Search code examples
language-agnosticdirected-acyclic-graphsrepresentation

A human-readable textual representation of a Directed Acycling Graph


There are a bunch of both human- and machine-readable textual representations for a tree -- e.g. a nested list (in various representations -- e.g. JSON and YAML) and XML. Combined with indentation, they make it really easy to imagine the resulting structure.

But I don't see anything of the same level of readability for a Directed Acyclic Graph. It's a more general data structure than a tree so the above formats can't be used (verbatim, anyway).

  • All human-readable representations that I've ever seen were graphical
  • The raw textual representation would be to list all nodes and their connections -- which makes it hard to imagine the graph if there are more than a few nodes

The application I have in mind would be all sorts of flowcharts -- which e.g. naturally emerge in all sorts of planning tasks.
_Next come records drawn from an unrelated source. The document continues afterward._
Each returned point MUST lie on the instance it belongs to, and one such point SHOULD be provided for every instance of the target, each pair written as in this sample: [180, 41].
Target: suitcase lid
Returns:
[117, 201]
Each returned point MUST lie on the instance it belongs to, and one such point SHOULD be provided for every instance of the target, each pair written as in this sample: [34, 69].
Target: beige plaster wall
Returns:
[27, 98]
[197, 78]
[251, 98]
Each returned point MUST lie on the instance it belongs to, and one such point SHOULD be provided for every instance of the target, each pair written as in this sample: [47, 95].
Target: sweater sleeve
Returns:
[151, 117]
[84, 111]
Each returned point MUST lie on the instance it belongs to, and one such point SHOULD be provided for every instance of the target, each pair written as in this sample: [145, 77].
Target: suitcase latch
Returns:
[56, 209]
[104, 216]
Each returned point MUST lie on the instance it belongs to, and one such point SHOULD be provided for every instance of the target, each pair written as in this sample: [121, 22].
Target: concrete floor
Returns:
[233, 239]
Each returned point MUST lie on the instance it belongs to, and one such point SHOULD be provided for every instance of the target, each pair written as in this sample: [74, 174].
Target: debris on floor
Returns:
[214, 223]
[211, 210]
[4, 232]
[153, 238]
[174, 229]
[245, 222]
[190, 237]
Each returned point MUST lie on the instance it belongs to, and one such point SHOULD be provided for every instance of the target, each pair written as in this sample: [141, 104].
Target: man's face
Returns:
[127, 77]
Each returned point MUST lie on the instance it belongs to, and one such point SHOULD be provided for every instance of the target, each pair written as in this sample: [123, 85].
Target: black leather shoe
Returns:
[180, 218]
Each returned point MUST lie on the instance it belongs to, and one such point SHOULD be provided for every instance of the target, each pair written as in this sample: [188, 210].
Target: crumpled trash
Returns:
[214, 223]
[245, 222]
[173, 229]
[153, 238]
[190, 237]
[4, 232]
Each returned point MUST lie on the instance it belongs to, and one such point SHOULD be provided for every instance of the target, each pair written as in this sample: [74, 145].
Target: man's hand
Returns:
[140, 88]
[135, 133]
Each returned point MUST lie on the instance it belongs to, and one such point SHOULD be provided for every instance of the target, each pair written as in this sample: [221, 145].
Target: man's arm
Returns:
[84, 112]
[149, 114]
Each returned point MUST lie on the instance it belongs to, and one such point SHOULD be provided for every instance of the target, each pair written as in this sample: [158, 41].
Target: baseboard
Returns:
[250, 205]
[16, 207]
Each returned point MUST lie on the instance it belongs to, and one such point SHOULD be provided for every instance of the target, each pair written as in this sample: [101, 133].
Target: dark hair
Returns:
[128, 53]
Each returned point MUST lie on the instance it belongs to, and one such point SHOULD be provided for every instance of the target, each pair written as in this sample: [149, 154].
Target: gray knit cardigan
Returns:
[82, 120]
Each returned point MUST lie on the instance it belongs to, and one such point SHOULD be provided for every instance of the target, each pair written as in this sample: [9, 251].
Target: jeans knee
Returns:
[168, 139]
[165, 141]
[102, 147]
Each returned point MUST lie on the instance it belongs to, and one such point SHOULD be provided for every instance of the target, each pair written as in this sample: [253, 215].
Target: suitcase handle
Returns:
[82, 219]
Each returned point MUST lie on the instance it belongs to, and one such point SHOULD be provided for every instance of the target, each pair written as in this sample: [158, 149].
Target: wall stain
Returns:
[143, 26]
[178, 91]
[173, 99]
To limit the scope of the question, I'm primarily asking for standard solutions, or at least production-ready and proven to work in some areas of practice. If there are none, any experimental propositions that passed some sort of peer review (e.g. proposed in a published scientific paper) will have to do.


Solution

  • I'm going to go with a YAML nested list with anchors. (Which is equivalent to XML with entities but the latter has more noise.)
    (I was already considering it but was wondering if anything better has been invented. Looks like it hasn't. But most importantly, @Patrick87 formally showed that it's an adequate representation.)

    It's equivalent to the formal regular expression representation suggested by @Patrick87 if I replace composition with indent and union with no indent; and the anchors allow to eliminate the duplication of a subgraph under a node when it's referenced multiple times.


    E.g. @GuyCoder's example

    A->B
    A->C
    A->D
    B->E
    B->F
    C->E
    C->G
    D->F
    D->G
    E->H
    F->H
    G->H
    

    that corresponds to A(B(E+F)+C(E+G)+D(F+G))HA(B(EH+FH)+C(EH+GH)+D(FH+GH))

    would be

    - A
        - B
            - &E E
                - &H H
            - &F F
                - *H
        - C
            - *E
            - &G G
                - *H
        - D
            - *F
            - *G
            
    

    (For uniformity, every original node could be made an anchor if e.g. generating it.)


    It doesn't matter if the graph is planar or not because any cross-cutting links are simply not "drawn".

    As a bonus, it allows to specify the data attached to each node, as a hash table rooted at the node. (Though past a certain size, it'll probably be more clear to place the data separately.)